Nell’ambito di una controversia per il riconoscimento del superiore inquadramento, la Corte di Cassazione, con sentenza n. 22379 del 2 novembre 2015, ha rigettato il ricorso del datore di lavoro che aveva contestato l’applicazione, ai suoi danni, dell’art. 23 della L. n. 218/52, secondo cui in caso di versamento ritardato dei contributi rimane a carico dello stesso datore l’obbligo di provvedere anche al versamento della quota parte di contributi ordinariamente a carico del lavoratore.
In particolare, nel caso di specie, il datore aveva formulato le proprie contestazioni sull’assunto che il debito contributivo fosse venuto ad esistenza solo quale effetto del nuovo inquadramento disposto con sentenza e che, pertanto, solo alla data dell’accertamento giudiziale “doveva farsi risalire l’obbligo contributivo”.

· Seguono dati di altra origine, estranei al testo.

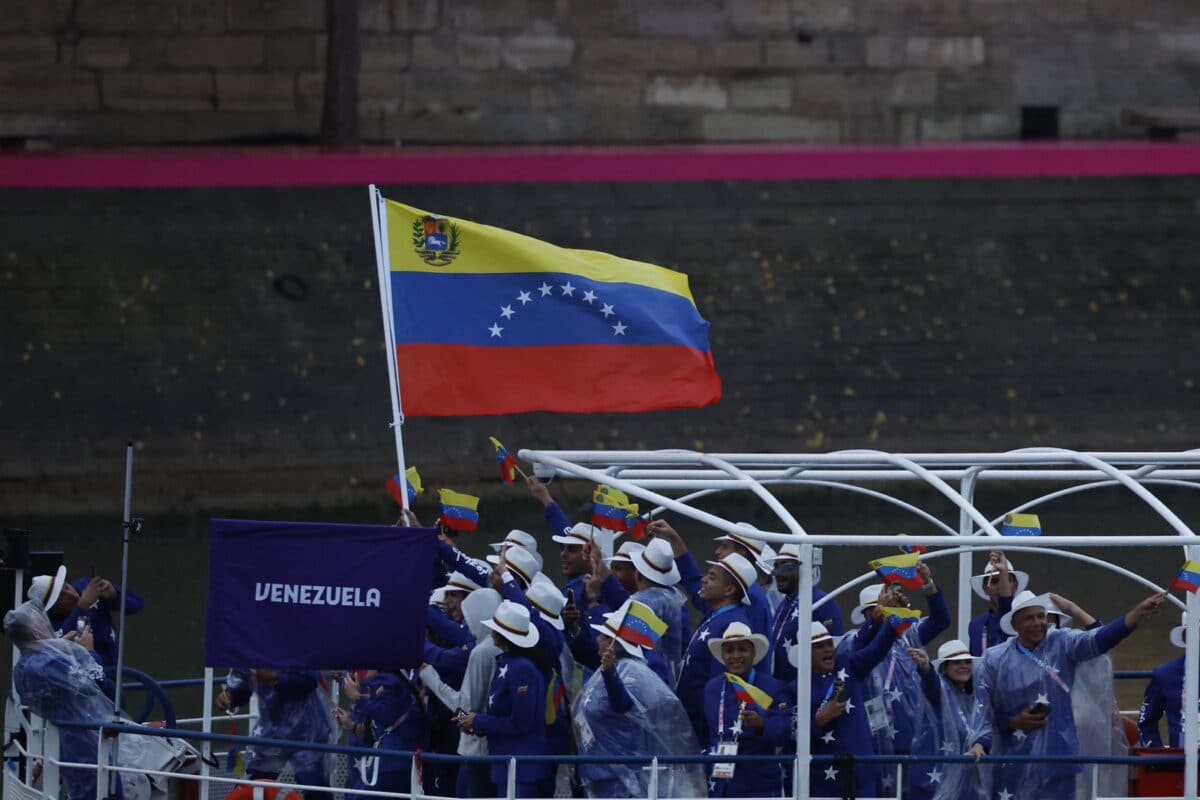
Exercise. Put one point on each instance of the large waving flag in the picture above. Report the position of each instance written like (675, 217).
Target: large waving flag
(490, 322)
(899, 569)
(748, 692)
(900, 619)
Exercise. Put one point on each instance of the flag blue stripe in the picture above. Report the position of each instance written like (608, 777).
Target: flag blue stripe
(457, 308)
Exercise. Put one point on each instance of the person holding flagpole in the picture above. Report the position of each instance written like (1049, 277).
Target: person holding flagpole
(1023, 696)
(745, 714)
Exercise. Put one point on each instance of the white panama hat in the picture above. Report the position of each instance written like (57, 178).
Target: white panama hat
(655, 563)
(511, 620)
(1023, 579)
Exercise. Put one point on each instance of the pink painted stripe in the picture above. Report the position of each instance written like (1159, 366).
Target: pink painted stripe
(312, 167)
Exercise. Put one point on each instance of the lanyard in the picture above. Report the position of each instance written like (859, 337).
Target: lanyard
(1050, 671)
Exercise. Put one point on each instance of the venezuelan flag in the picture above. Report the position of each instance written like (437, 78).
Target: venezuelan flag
(900, 619)
(642, 626)
(1188, 577)
(1020, 524)
(490, 322)
(748, 692)
(412, 483)
(459, 511)
(899, 569)
(610, 509)
(507, 462)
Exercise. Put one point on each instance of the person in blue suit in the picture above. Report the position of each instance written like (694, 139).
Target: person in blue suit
(515, 720)
(838, 723)
(389, 716)
(1024, 702)
(1164, 697)
(59, 679)
(751, 722)
(291, 707)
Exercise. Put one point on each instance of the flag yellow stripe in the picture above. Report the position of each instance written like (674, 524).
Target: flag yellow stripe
(485, 250)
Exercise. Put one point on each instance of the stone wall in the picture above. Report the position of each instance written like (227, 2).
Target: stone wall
(607, 71)
(234, 335)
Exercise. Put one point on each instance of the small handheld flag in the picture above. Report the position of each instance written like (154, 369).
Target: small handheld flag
(507, 462)
(412, 483)
(899, 569)
(748, 692)
(642, 626)
(610, 509)
(459, 511)
(1020, 524)
(1188, 577)
(900, 619)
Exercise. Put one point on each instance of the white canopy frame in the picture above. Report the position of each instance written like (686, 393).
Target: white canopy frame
(647, 474)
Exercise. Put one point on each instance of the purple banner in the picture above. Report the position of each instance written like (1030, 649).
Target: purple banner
(293, 595)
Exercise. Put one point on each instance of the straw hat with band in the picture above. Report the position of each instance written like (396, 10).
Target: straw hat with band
(1023, 579)
(516, 536)
(545, 596)
(739, 632)
(46, 589)
(742, 571)
(657, 564)
(613, 626)
(511, 621)
(953, 650)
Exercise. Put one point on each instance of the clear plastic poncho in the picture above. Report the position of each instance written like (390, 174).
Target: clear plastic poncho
(59, 680)
(655, 725)
(1011, 679)
(286, 713)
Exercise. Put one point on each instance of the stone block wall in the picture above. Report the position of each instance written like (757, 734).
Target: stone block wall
(597, 71)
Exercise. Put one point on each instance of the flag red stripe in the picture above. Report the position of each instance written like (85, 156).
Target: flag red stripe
(463, 380)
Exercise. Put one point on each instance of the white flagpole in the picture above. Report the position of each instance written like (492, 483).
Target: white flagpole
(383, 269)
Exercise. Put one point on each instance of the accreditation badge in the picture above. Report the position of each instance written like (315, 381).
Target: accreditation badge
(725, 769)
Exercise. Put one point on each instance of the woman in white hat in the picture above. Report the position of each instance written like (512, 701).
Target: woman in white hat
(515, 717)
(625, 709)
(947, 685)
(748, 714)
(1164, 696)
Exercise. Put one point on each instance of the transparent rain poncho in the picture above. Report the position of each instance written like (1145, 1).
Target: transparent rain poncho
(295, 709)
(1011, 679)
(654, 725)
(59, 680)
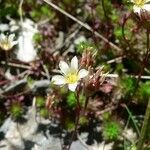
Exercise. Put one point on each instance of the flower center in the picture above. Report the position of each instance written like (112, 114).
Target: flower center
(139, 3)
(72, 78)
(5, 45)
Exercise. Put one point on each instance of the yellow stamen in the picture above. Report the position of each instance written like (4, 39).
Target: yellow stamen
(72, 78)
(139, 3)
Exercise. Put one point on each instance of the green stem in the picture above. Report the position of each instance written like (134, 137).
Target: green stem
(147, 113)
(130, 115)
(77, 120)
(144, 127)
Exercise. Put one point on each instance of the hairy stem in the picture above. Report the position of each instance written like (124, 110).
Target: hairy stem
(147, 113)
(144, 127)
(77, 120)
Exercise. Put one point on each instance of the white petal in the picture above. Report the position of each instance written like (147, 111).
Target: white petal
(72, 87)
(136, 9)
(11, 37)
(14, 43)
(58, 80)
(147, 1)
(146, 7)
(74, 63)
(83, 73)
(2, 36)
(64, 67)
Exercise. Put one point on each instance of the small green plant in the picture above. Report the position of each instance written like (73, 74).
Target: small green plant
(128, 86)
(16, 110)
(44, 112)
(40, 101)
(69, 124)
(111, 130)
(82, 46)
(72, 101)
(83, 121)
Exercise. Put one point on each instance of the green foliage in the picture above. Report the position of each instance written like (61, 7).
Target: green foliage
(83, 121)
(127, 85)
(69, 124)
(16, 110)
(111, 130)
(72, 101)
(37, 37)
(145, 89)
(82, 46)
(42, 12)
(44, 112)
(40, 101)
(30, 81)
(133, 147)
(2, 117)
(8, 8)
(106, 116)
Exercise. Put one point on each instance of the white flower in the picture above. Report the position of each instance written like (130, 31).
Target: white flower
(70, 74)
(7, 42)
(26, 51)
(140, 5)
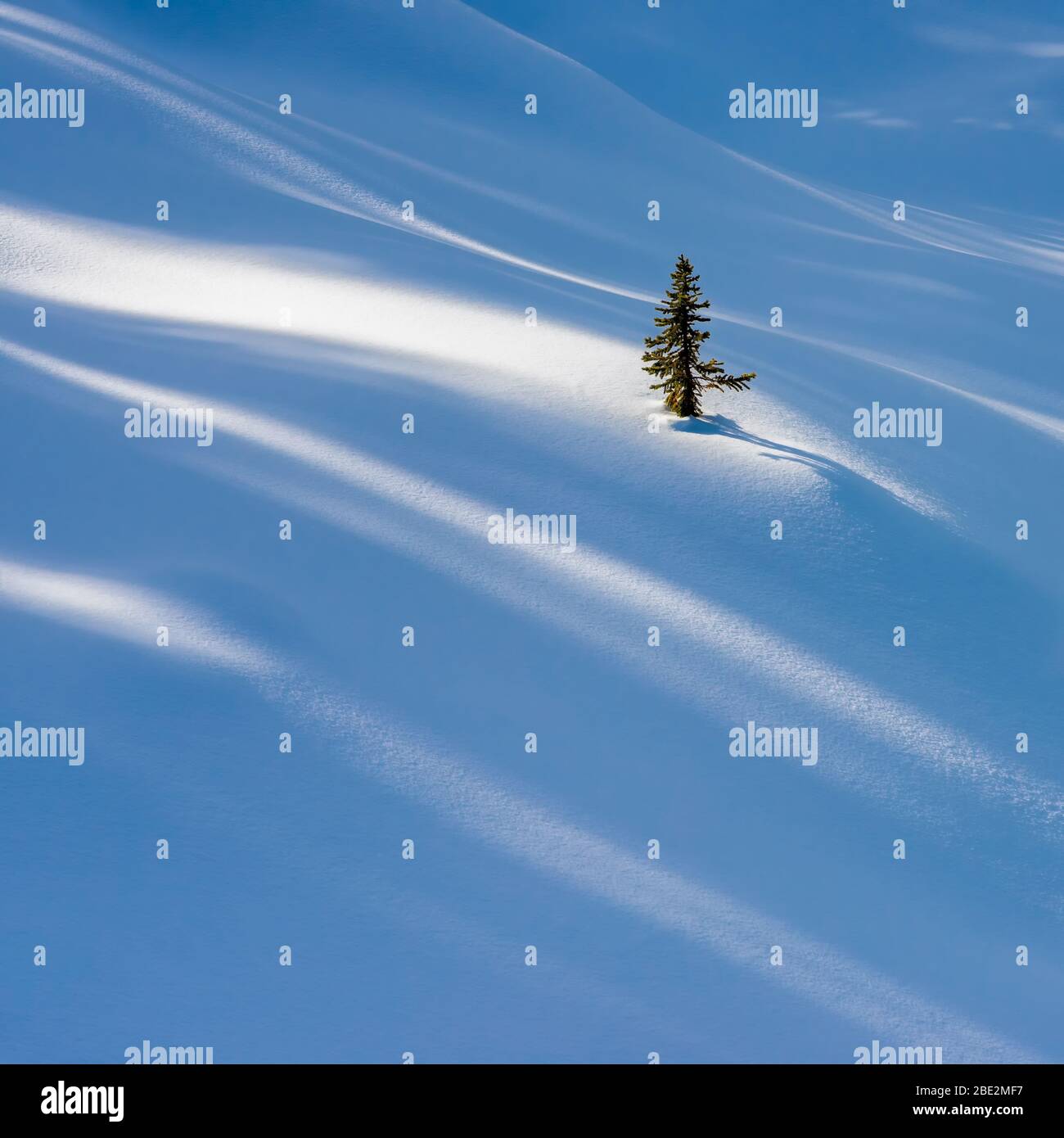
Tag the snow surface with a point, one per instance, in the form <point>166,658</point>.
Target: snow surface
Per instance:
<point>428,317</point>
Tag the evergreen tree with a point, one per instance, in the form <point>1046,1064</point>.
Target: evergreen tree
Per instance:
<point>673,355</point>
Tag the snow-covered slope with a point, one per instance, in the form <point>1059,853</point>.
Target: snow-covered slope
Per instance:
<point>291,292</point>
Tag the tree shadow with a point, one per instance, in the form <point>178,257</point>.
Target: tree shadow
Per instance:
<point>841,476</point>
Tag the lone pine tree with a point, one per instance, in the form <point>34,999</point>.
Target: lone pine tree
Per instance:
<point>673,355</point>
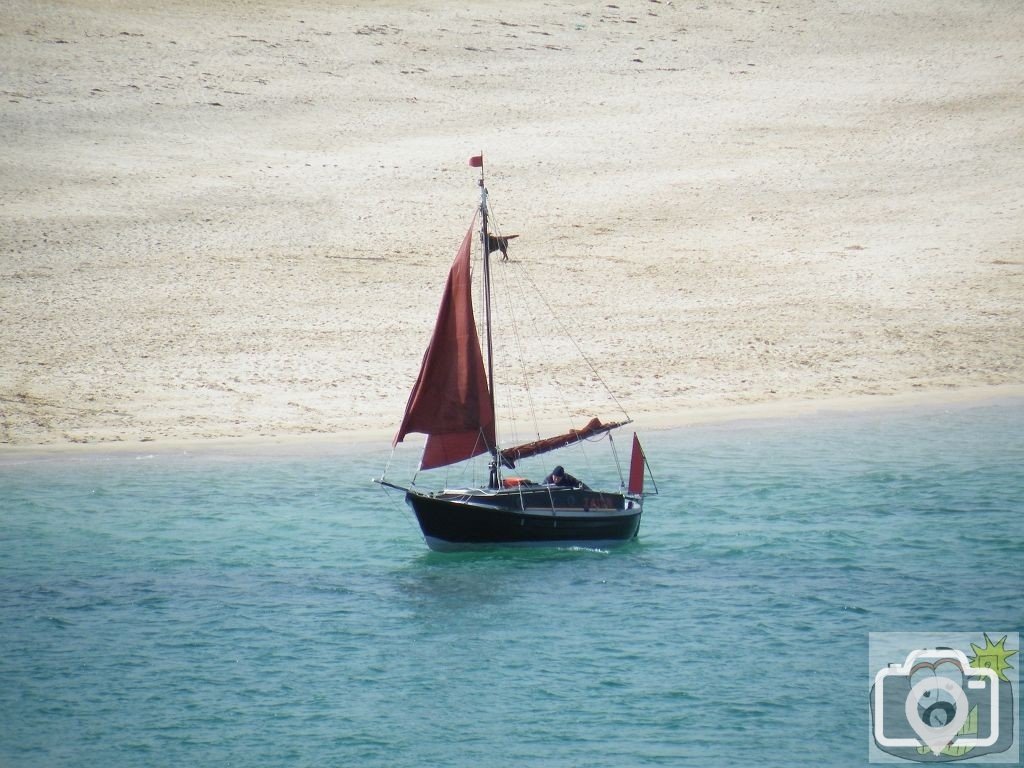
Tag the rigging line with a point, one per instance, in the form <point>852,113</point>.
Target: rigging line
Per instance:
<point>579,349</point>
<point>520,350</point>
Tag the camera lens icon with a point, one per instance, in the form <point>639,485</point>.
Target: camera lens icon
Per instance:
<point>935,691</point>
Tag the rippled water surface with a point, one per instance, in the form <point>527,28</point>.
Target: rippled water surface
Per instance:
<point>212,610</point>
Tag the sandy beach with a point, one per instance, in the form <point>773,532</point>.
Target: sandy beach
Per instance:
<point>233,220</point>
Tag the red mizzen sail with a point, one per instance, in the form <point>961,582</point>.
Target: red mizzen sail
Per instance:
<point>594,427</point>
<point>638,463</point>
<point>451,400</point>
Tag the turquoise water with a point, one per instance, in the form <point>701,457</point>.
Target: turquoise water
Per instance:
<point>211,610</point>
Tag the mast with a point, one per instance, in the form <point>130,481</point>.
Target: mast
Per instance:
<point>485,247</point>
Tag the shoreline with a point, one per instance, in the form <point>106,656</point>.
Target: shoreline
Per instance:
<point>227,228</point>
<point>378,439</point>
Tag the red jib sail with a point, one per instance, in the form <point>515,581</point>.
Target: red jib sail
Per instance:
<point>451,401</point>
<point>594,427</point>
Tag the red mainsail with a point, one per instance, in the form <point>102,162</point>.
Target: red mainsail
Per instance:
<point>451,400</point>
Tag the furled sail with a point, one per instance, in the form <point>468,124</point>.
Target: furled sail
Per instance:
<point>451,400</point>
<point>594,427</point>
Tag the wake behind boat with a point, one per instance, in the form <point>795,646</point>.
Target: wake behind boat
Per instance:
<point>453,403</point>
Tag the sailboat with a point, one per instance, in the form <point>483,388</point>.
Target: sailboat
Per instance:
<point>453,403</point>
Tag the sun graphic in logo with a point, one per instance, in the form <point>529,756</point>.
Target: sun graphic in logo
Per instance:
<point>992,656</point>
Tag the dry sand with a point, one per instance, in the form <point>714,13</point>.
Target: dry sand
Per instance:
<point>232,219</point>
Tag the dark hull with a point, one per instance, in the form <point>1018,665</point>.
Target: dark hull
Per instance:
<point>538,517</point>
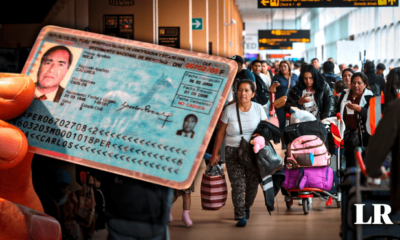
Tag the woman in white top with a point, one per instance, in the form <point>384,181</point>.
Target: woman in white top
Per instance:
<point>244,181</point>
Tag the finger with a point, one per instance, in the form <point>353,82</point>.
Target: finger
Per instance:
<point>15,168</point>
<point>13,145</point>
<point>16,94</point>
<point>19,222</point>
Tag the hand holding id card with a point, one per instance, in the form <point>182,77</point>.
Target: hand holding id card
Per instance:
<point>131,108</point>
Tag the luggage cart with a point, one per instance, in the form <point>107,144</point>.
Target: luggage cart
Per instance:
<point>306,194</point>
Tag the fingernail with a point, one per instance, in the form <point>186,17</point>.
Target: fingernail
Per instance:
<point>10,143</point>
<point>12,85</point>
<point>44,227</point>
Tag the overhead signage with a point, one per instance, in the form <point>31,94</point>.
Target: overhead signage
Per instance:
<point>132,108</point>
<point>169,37</point>
<point>325,3</point>
<point>276,45</point>
<point>121,2</point>
<point>278,35</point>
<point>277,55</point>
<point>197,23</point>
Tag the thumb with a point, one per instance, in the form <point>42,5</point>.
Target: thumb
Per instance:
<point>19,222</point>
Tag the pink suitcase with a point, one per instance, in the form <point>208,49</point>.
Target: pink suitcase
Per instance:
<point>307,151</point>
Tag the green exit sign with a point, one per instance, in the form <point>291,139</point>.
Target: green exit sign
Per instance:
<point>197,23</point>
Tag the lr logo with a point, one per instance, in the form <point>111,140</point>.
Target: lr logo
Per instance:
<point>378,215</point>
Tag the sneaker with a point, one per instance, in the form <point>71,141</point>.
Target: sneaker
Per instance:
<point>242,222</point>
<point>186,219</point>
<point>247,211</point>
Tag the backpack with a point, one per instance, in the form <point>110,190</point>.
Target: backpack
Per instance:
<point>307,151</point>
<point>318,177</point>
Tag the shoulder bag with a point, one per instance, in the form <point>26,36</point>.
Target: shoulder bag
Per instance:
<point>280,102</point>
<point>214,191</point>
<point>245,151</point>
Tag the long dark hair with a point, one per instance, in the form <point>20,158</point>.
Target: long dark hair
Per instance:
<point>392,84</point>
<point>318,79</point>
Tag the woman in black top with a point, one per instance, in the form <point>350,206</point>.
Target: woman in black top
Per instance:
<point>312,94</point>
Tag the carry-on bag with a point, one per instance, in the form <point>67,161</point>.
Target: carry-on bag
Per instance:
<point>307,151</point>
<point>316,177</point>
<point>214,191</point>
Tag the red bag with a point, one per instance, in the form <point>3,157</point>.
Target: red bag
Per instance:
<point>214,191</point>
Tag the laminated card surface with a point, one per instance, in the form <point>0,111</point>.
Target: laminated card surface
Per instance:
<point>131,108</point>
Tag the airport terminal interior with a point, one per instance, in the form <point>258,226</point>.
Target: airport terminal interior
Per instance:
<point>338,44</point>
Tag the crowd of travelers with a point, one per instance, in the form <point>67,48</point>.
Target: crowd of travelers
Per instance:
<point>320,89</point>
<point>324,90</point>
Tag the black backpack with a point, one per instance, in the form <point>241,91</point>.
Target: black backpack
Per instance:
<point>330,81</point>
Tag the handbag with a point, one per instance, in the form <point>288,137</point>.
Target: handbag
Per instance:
<point>214,191</point>
<point>351,138</point>
<point>268,161</point>
<point>280,102</point>
<point>245,150</point>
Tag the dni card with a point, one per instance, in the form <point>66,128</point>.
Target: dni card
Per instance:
<point>131,108</point>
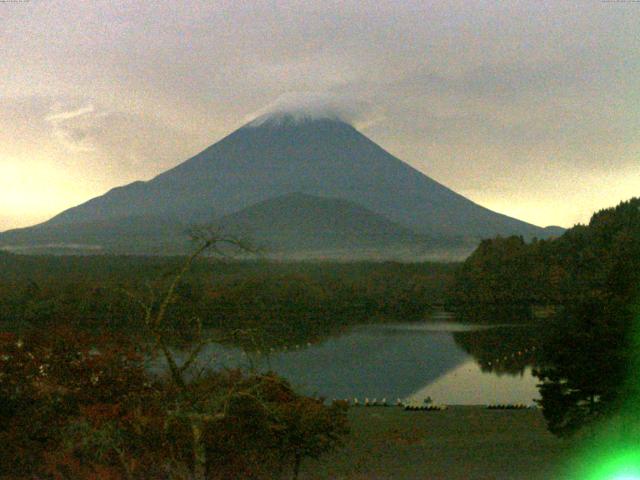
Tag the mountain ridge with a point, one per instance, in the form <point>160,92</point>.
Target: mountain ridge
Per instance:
<point>325,158</point>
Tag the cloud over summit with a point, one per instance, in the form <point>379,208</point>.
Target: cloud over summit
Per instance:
<point>314,106</point>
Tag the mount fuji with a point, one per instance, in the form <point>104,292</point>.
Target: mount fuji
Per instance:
<point>298,184</point>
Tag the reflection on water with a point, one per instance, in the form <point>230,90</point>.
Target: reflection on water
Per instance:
<point>416,360</point>
<point>469,385</point>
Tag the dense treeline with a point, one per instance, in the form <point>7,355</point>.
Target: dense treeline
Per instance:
<point>592,275</point>
<point>247,302</point>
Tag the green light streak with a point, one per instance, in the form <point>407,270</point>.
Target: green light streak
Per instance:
<point>613,452</point>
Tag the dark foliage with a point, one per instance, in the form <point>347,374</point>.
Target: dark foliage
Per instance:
<point>590,278</point>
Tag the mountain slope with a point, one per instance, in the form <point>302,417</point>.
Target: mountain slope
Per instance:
<point>299,222</point>
<point>318,157</point>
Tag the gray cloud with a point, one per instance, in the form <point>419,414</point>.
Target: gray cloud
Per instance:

Di contro, la Corte di Cassazione, rigettando il ricorso, ha evidenziato che il ritardo nel disporre il suddetto versamento, da cui era scaturita la concentrazione dell’obbligo contributivo in capo al datore, traeva origine da un risalente illecito contrattuale (decorrente dall’avvenuta assegnazione a mansioni superiori) a quest’ultimo imputabile, che aveva reso necessario l’accertamento giudiziale ed il riconoscimento del corretto inquadramento.